Question

A cubical block of the glass of refractive index ${{n}_{1}}$ is in contact with the surface of the water of refractive index ${{n}_{2}}$. A beam of light is incident on the vertical face of the block (see figure). After refraction, a total internal reflection at the base and refraction at the opposite vertical face, the ray emerges out at an angle $\theta $. The value of $\theta $ is given by

$\text{A}\text{. }\sin \theta $ < $\sqrt{n_{1}^{2}-n_{2}^{2}}$
$\text{B}\text{. tan}\theta $ < $\sqrt{n_{1}^{2}-n_{2}^{2}}$
$\text{C}\text{. }\sin \theta $ < $\dfrac{1}{\sqrt{n_{1}^{2}-n_{2}^{2}}}$
$\text{D}\text{. tan}\theta $ < $\dfrac{1}{\sqrt{n_{1}^{2}-n_{2}^{2}}}$

Answer 1

Hint: First find the relation between the refractive indices of the water and the glass mediums with the knowledge that the light suffers total internal reflection when the angle is of incidence at the interface is greater than the critical angle. Then use Snell's law for the refraction at the opposite face of the cube.
Formula used:
${{\theta }_{c}}={{\sin }^{-1}}\left( \dfrac{{{n}_{2}}}{{{n}_{1}}} \right)$
${{\mu }_{i}}\sin i={{\mu }_{r}}\sin r$
${{\sin }^{2}}i+{{\cos }^{2}}i=1$

Complete step-by-step solution:
Let us first understand what is meant by a critical angle.
We know that when a ray of light passes from one medium into another medium, the light refracts at the interface at the two mediums.
However, when a ray of light passes from a denser medium into a rarer medium, the light ray may refract or may be reflected into the same medium of incidence.
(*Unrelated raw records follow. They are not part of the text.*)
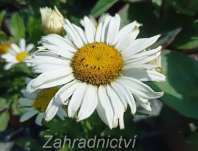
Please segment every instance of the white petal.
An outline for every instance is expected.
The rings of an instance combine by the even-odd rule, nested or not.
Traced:
[[[107,31],[107,44],[114,45],[117,42],[117,34],[119,32],[120,28],[120,16],[115,15],[115,17],[112,17],[109,22],[109,27]]]
[[[123,74],[128,77],[133,77],[140,81],[165,81],[165,75],[155,71],[155,70],[145,70],[145,69],[127,69],[123,71]]]
[[[103,19],[101,19],[101,22],[103,22],[102,31],[101,31],[101,42],[106,42],[107,30],[108,30],[110,20],[111,20],[111,17],[109,15],[105,15],[103,16]]]
[[[78,32],[78,34],[79,34],[81,40],[83,41],[83,43],[84,43],[84,44],[87,44],[88,41],[87,41],[87,39],[86,39],[85,32],[82,30],[82,28],[80,28],[80,27],[78,27],[78,26],[76,26],[76,25],[74,25],[74,24],[72,24],[72,25],[74,26],[74,28],[75,28],[76,31]]]
[[[72,39],[72,42],[75,44],[75,46],[78,47],[78,48],[81,48],[83,46],[83,41],[80,38],[76,29],[73,27],[73,25],[67,19],[65,20],[64,28],[67,31],[67,34]]]
[[[33,109],[33,108],[29,109],[29,111],[27,113],[25,113],[21,116],[20,122],[27,121],[28,119],[32,118],[37,113],[38,113],[38,111],[36,111],[35,109]]]
[[[17,46],[17,45],[14,44],[14,43],[11,44],[11,50],[12,50],[13,52],[15,52],[15,54],[16,54],[16,53],[19,53],[19,52],[21,52],[21,51],[24,51],[24,50],[21,50],[21,49],[19,48],[19,46]]]
[[[65,84],[74,79],[71,74],[71,69],[55,70],[40,74],[37,78],[33,79],[27,86],[29,92],[50,88],[58,85]]]
[[[117,125],[113,125],[114,123],[114,112],[109,97],[107,96],[107,92],[103,86],[98,88],[98,106],[97,112],[100,118],[103,120],[105,124],[107,124],[110,128],[117,127]]]
[[[65,117],[67,116],[65,110],[64,110],[62,107],[59,108],[59,110],[58,110],[58,112],[57,112],[57,115],[58,115],[58,117],[59,117],[61,120],[64,120]]]
[[[26,50],[31,51],[33,48],[34,48],[33,44],[28,44],[27,47],[26,47]]]
[[[49,44],[49,45],[55,45],[57,49],[60,49],[59,51],[62,51],[64,54],[65,52],[75,52],[76,49],[68,44],[65,38],[57,35],[57,34],[49,34],[47,36],[42,37],[41,39],[42,44]],[[55,53],[58,50],[54,50]],[[59,54],[59,53],[58,53]],[[67,54],[66,54],[67,55]]]
[[[102,22],[100,22],[96,28],[96,36],[95,41],[100,42],[101,41],[101,35],[102,35]]]
[[[88,118],[95,111],[98,104],[97,89],[96,86],[87,86],[80,111],[78,112],[78,121]]]
[[[140,24],[136,21],[124,26],[118,33],[118,42],[116,48],[122,51],[127,48],[139,34]]]
[[[35,123],[39,126],[42,126],[42,120],[44,119],[44,113],[39,113],[36,116]]]
[[[52,98],[45,111],[45,120],[46,121],[52,120],[56,115],[56,113],[58,112],[59,107],[60,107],[60,103],[57,102],[54,98]]]
[[[122,104],[118,95],[112,90],[110,86],[107,86],[107,94],[111,100],[113,109],[114,109],[114,120],[119,122],[120,129],[124,128],[124,105]]]
[[[96,28],[93,22],[88,17],[84,17],[84,19],[81,20],[81,24],[85,29],[85,35],[86,35],[87,41],[89,43],[94,42]]]
[[[20,39],[19,41],[19,46],[20,46],[20,49],[25,51],[25,39]]]
[[[87,88],[87,84],[80,83],[74,90],[74,93],[68,104],[69,117],[74,117],[77,114],[77,111],[79,110],[83,97],[85,95],[86,88]]]
[[[75,89],[78,88],[78,86],[79,86],[79,82],[75,80],[64,85],[60,89],[60,93],[57,95],[57,98],[59,98],[62,104],[67,105],[69,98],[72,96]]]
[[[11,69],[12,66],[14,66],[14,65],[15,65],[15,63],[7,63],[7,64],[5,65],[5,67],[4,67],[4,69],[5,69],[5,70],[9,70],[9,69]]]

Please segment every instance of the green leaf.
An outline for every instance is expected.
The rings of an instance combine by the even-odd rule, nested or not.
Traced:
[[[0,31],[0,40],[5,41],[6,39],[7,39],[7,35],[3,31]]]
[[[25,37],[24,21],[23,18],[21,18],[18,13],[12,15],[10,30],[11,30],[11,34],[16,40]]]
[[[37,42],[42,36],[42,27],[40,18],[29,17],[27,24],[27,32],[32,41]]]
[[[95,7],[91,10],[91,15],[94,17],[100,16],[113,6],[118,0],[98,0]]]
[[[168,0],[167,2],[174,7],[178,13],[193,16],[198,12],[197,0]]]
[[[162,101],[184,116],[198,119],[198,62],[171,52],[163,56],[163,67],[167,81],[155,83],[165,92]]]
[[[166,48],[175,40],[175,38],[180,32],[181,32],[181,28],[177,28],[162,34],[161,38],[152,47],[156,48],[158,46],[163,46],[163,48]]]
[[[6,14],[6,11],[4,11],[4,10],[0,12],[0,26],[2,24],[5,14]]]
[[[9,119],[10,115],[8,112],[3,112],[0,114],[0,132],[4,131],[7,128]]]
[[[174,47],[185,51],[198,48],[198,20],[195,20],[178,35]]]

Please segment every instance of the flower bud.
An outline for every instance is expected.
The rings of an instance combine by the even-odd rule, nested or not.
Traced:
[[[40,9],[42,26],[46,33],[57,33],[63,32],[64,17],[59,10],[45,7]]]

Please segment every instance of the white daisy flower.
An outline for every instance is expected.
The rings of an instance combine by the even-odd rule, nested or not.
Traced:
[[[44,7],[40,12],[45,32],[60,34],[64,31],[64,17],[56,7],[54,9]]]
[[[2,55],[2,58],[7,62],[5,69],[10,69],[13,65],[24,62],[29,56],[29,52],[33,49],[33,44],[26,45],[25,39],[20,39],[19,46],[15,43],[10,45],[8,52]]]
[[[47,105],[57,91],[57,87],[43,89],[34,93],[28,93],[24,90],[24,97],[19,100],[20,106],[24,109],[24,114],[21,116],[20,122],[27,121],[36,115],[35,123],[42,125]],[[64,119],[66,113],[62,108],[59,108],[57,115],[61,119]]]
[[[160,55],[153,45],[159,35],[136,39],[136,21],[120,28],[120,16],[103,16],[97,26],[85,17],[83,28],[65,20],[66,37],[56,34],[41,40],[33,59],[40,75],[27,86],[29,91],[62,86],[46,109],[51,120],[61,105],[69,117],[84,120],[97,110],[110,128],[124,128],[127,106],[135,114],[137,106],[151,111],[150,99],[163,93],[153,91],[144,81],[163,81],[165,76],[150,63]]]

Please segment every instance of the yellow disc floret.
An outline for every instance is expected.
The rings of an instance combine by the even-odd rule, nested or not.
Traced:
[[[48,88],[41,90],[36,99],[33,102],[33,107],[37,109],[40,112],[44,112],[47,108],[47,105],[49,104],[52,97],[56,94],[58,91],[57,87]]]
[[[28,55],[28,51],[21,51],[16,54],[16,60],[22,62]]]
[[[105,85],[120,75],[123,58],[113,46],[95,42],[80,48],[71,66],[76,79],[92,85]]]

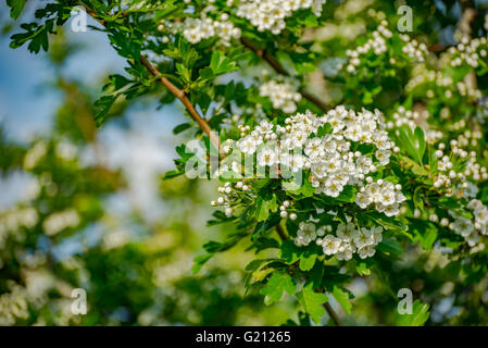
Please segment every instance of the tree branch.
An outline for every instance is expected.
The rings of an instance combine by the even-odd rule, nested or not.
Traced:
[[[253,51],[255,55],[263,59],[267,64],[270,64],[270,66],[273,67],[275,72],[284,76],[290,76],[290,73],[288,73],[288,71],[285,67],[283,67],[281,63],[279,63],[279,61],[268,51],[261,49],[254,42],[245,37],[240,39],[240,42],[247,48],[249,48],[251,51]],[[303,98],[309,100],[311,103],[315,104],[323,112],[327,112],[329,110],[329,107],[325,104],[318,97],[305,90],[301,90],[300,94],[302,95]]]
[[[103,18],[99,18],[93,10],[88,8],[85,3],[83,3],[83,7],[93,20],[99,22],[101,25],[105,25],[105,21]],[[170,92],[173,94],[179,101],[182,101],[182,103],[190,114],[191,119],[193,119],[193,121],[197,122],[202,132],[210,138],[212,144],[218,149],[218,153],[221,153],[221,141],[218,139],[218,136],[210,128],[208,122],[200,116],[200,114],[197,112],[193,104],[190,102],[185,92],[175,85],[173,85],[173,83],[170,82],[166,77],[161,76],[161,73],[155,69],[154,65],[151,64],[151,62],[148,61],[146,57],[140,55],[139,61],[152,76],[158,77],[158,80],[164,87],[166,87],[167,90],[170,90]]]
[[[280,224],[277,224],[275,226],[276,232],[278,233],[279,238],[281,238],[281,240],[287,240],[288,236],[285,233],[285,229],[283,229]],[[325,291],[322,291],[325,293]],[[336,324],[336,326],[342,326],[339,320],[339,315],[337,315],[337,313],[334,311],[334,309],[330,307],[329,302],[325,302],[324,303],[324,308],[327,311],[328,315],[330,316],[330,319],[333,320],[333,322]]]

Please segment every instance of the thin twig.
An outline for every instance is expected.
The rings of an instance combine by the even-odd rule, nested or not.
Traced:
[[[275,226],[276,232],[278,233],[279,238],[281,238],[281,240],[287,240],[288,236],[285,233],[285,229],[283,229],[280,224],[277,224]],[[322,291],[322,293],[325,293]],[[339,320],[339,315],[337,315],[337,313],[334,311],[334,309],[330,307],[330,304],[328,302],[324,303],[324,308],[327,311],[328,315],[330,316],[330,319],[334,321],[334,323],[336,324],[336,326],[341,326],[340,320]]]

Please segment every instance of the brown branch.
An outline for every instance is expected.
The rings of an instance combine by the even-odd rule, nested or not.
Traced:
[[[342,326],[342,324],[340,323],[339,315],[337,315],[337,313],[330,307],[330,303],[329,302],[325,302],[324,303],[324,308],[327,311],[327,313],[330,316],[330,319],[333,320],[333,322],[336,324],[336,326]]]
[[[83,4],[83,7],[86,9],[86,12],[93,17],[97,22],[99,22],[102,25],[105,25],[105,21],[102,18],[99,18],[97,13],[89,9],[86,4]],[[210,138],[212,144],[218,149],[218,153],[222,153],[221,151],[221,141],[218,139],[218,136],[210,128],[209,123],[200,116],[200,114],[195,109],[193,104],[190,102],[188,97],[185,95],[185,92],[173,85],[172,82],[170,82],[166,77],[161,76],[161,73],[155,69],[154,65],[151,64],[151,62],[148,61],[148,59],[143,55],[140,55],[139,58],[140,63],[146,67],[146,70],[154,77],[158,78],[158,80],[170,90],[171,94],[173,94],[186,108],[188,113],[190,114],[191,119],[193,119],[195,122],[199,125],[199,127],[202,129],[202,132]]]
[[[270,66],[273,67],[275,72],[284,76],[290,76],[290,73],[285,67],[283,67],[281,63],[279,63],[279,61],[268,51],[263,50],[262,48],[258,47],[254,42],[245,37],[240,39],[240,42],[247,48],[249,48],[251,51],[253,51],[255,55],[263,59],[267,64],[270,64]],[[329,110],[329,107],[326,103],[324,103],[318,97],[305,90],[301,90],[300,94],[302,95],[303,98],[309,100],[311,103],[315,104],[323,112],[327,112]]]
[[[276,225],[276,232],[277,232],[279,238],[281,238],[281,240],[288,239],[288,236],[286,235],[285,229],[283,229],[280,224]]]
The reflection of light at the interface is called total internal reflection.
Whether the light ray will refract or reflect depends on the angle of incidence. The minimum angle required for total internal reflection is called critical angle.
The critical angle when the light passes from a denser medium of refractive index ${{n}_{1}}$ into rarer medium of refractive index ${{n}_{2}}$ is given as ${{\theta }_{c}}={{\sin }^{-1}}\left( \dfrac{{{n}_{2}}}{{{n}_{1}}} \right)$.
$\Rightarrow \sin {{\theta }_{c}}=\left( \dfrac{{{n}_{2}}}{{{n}_{1}}} \right)$

Therefore, the sine of the angle of incidence (i) at the interface of glass-water must be greater than $\dfrac{{{n}_{2}}}{{{n}_{1}}}$.
i.e. sin(i) > $\dfrac{{{n}_{2}}}{{{n}_{1}}}$
Since refractive indices are always positive,
${{\sin }^{2}}i$ > $\dfrac{n_{2}^{2}}{n_{1}^{2}}$
From the figure, we get that the angle of incidence at the opposite face is $\left( {{90}^{\circ }}-i \right)$. And the angle of refraction is r=$\theta $.
From Snell’s law we get that ${{\mu }_{i}}\sin i={{\mu }_{r}}\sin r$ …. (ii),
where ${{\mu }_{i}}$ is the refractive index of the medium in which the light is incident, ${{\mu }_{r}}$ is the refractive index of the medium in which the light is refracted.
In this case, ${{\mu }_{i}}={{n}_{1}}$, ${{\mu }_{r}}=1$.
Substitute the values of ${{\mu }_{i}}$, ${{\mu }_{r}}$ and i = $\left( {{90}^{\circ }}-i \right)$ in equation (ii).
$\Rightarrow {{n}_{1}}\sin \left( {{90}^{\circ }}-i \right)=1.\sin \theta $
$\Rightarrow {{n}_{1}}\cos i=\sin \theta $
$\Rightarrow \cos i=\dfrac{\sin \theta }{{{n}_{1}}}$
$\Rightarrow {{\cos }^{2}}i=\dfrac{{{\sin }^{2}}\theta }{n_{1}^{2}}$ …. (iii).
We know that ${{\sin }^{2}}i+{{\cos }^{2}}i=1$.
$\Rightarrow {{\cos }^{2}}i=1-{{\sin }^{2}}i$
Substitute this value in equation (iii).
$\Rightarrow 1-{{\sin }^{2}}i=\dfrac{{{\sin }^{2}}\theta }{n_{1}^{2}}$
$\Rightarrow {{\sin }^{2}}i=1-\dfrac{{{\sin }^{2}}\theta }{n_{1}^{2}}$
We know that ${{\sin }^{2}}i$ > $\dfrac{n_{2}^{2}}{n_{1}^{2}}$.
$\Rightarrow 1-\dfrac{{{\sin }^{2}}\theta }{n_{1}^{2}}$ > $\dfrac{n_{2}^{2}}{n_{1}^{2}}$.
$\Rightarrow \dfrac{n_{1}^{2}-{{\sin }^{2}}\theta }{n_{1}^{2}}$ > $\dfrac{n_{2}^{2}}{n_{1}^{2}}$.
$\Rightarrow n_{1}^{2}-{{\sin }^{2}}\theta $ > $n_{2}^{2}$.
$\Rightarrow {{\sin }^{2}}\theta $ < $n_{1}^{2}-n_{2}^{2}$.
Since refractive indices are always positive and ${{n}_{1}}$ > ${{n}_{2}}$, we can write that
$\sin \theta $ > $n_{1}^{2}-n_{2}^{2}$.
Hence, the correct option is A.

Note: Note the ray of light will suffer total internal reflection at the interface of two mediums only when it passes from a denser medium into a rarer medium.
If the light ray is passing from a rarer medium into denser, it will always refract and bend towards the normal.